KeithE4 said:
tested said:
- "American Idol" has changed the music industry by finding several stars from total unknowns.
You can thank a guy named Edward Bowes for doing that, beginning in 1934. After all, what is the real difference between
American Idol and Major Bowes', and later Ted Mack's,
Original Amateur Hour, which spent 18 years on radio and another 23 on television - on all four networks? There were others as well, most notably one hosted by Arthur Godfrey.

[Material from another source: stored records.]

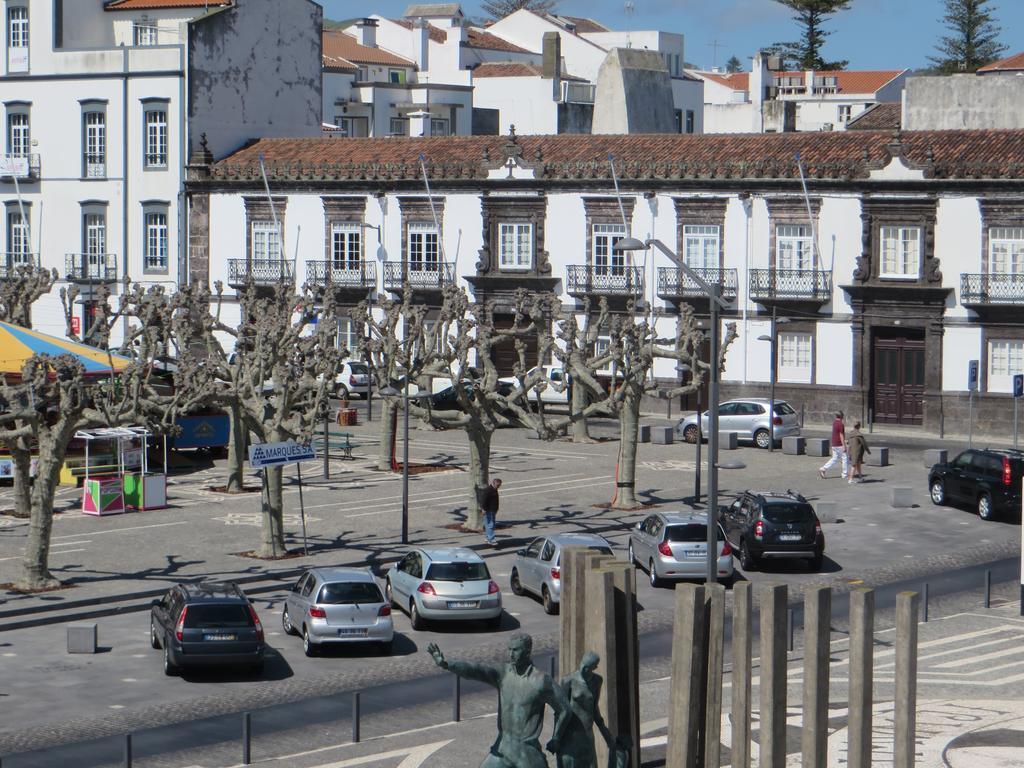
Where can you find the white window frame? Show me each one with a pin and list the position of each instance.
(515, 246)
(604, 258)
(899, 252)
(796, 356)
(794, 248)
(1006, 357)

BTW, one of the future stars discovered by Bowes was some guy named Sinatra. If anyone "changed the music industry," it was him. Pat Boone, Gladys Knight, Irene Cara, and Ann-Margaret were other unknowns that first garnered attention on the TV version of
Amateur Hour.
There's nothing whatsoever original about
American Idol. It's just another talent show, and they've been broadcast nationwide for almost 80 years.
Interesting point. Bowes had the gong which he used to get a bad act off the stage (and which would resurface under the auspices of Chuck Barris). Mack thought the gong too cruel, but in an interview in TV Guide in 1968 he admitted that it "made the show."
So as not to have to do a separate posting I'll mention an article in my local paper about Fox's 25th anniversary that ran this morning. Written by Chuck Barney of the Contra Costa Times, it praises Fox for pushing the creative envelope and named ten shows which he feels did just that:
1. Married...With Children: he feels it brought new life to the sitcom, as the Bundys said and did things ABC, CBS, and NBC would not have allowed, and made Fox the place to go for offbeat programming.
2. The Simpsons: He thinks its initial "subversive" attitude waned and it became one of the best comedies, animated or live-action, period.
3. In Living Color: "The humor was broad, sometimes crass, but never vicious." Plus it introduced America to the Wayans brothers, Jim Carrey, Jamie Foxx, and Jennifer Lopez.
4. Beverly Hills 90210: He likes the way it dealt with such matters as date rape, suicide, drunken driving, abortion, and AIDS.
5. The X-Files: "Intelligent, well-crafted science fiction," he calls it, with its conspiracy theories, paranoia, alien invasions, really bad juju (whatever that is, I'm getting old), and the sexual tension between Mulder and Scully.
6. Ally McBeal: It gave us unisex bathrooms, dancing babies, wattle fetishes, and debates over proper skirt length in the office and feminism in general.
7. 24: "Touched a nerve by tapping into our post-9/11 anxieties and serving as a flash point in the national debate about wartime torture tactics."
8. American Idol: Singles out Simon Cowell; it was "refreshing" to hear him "cut deluded wannabes down to size." Barney likes the notion that a nobody could become a somebody, but we already know that was going on as far back as Major Bowes on radio.
9. House: Hugh Laurie as a "sardonic, misanthropic, pill-popping narcissist. Marcus Welby would have been appalled, but viewers were mesmerized."
10. Glee: "Huge musical numbers and weekly lessons about the joys (and pains) of being different." (Didn't "Freaks and Geeks" do something similar on that second point?) Generated a concert tour and "more Billboard hits than the Beatles."
Unfortunately, except for the fact that I named a cat after Bart Simpson, none of these shows has impacted me; as the other networks have tried to follow suit, I find myself watching practically nothing in primetime.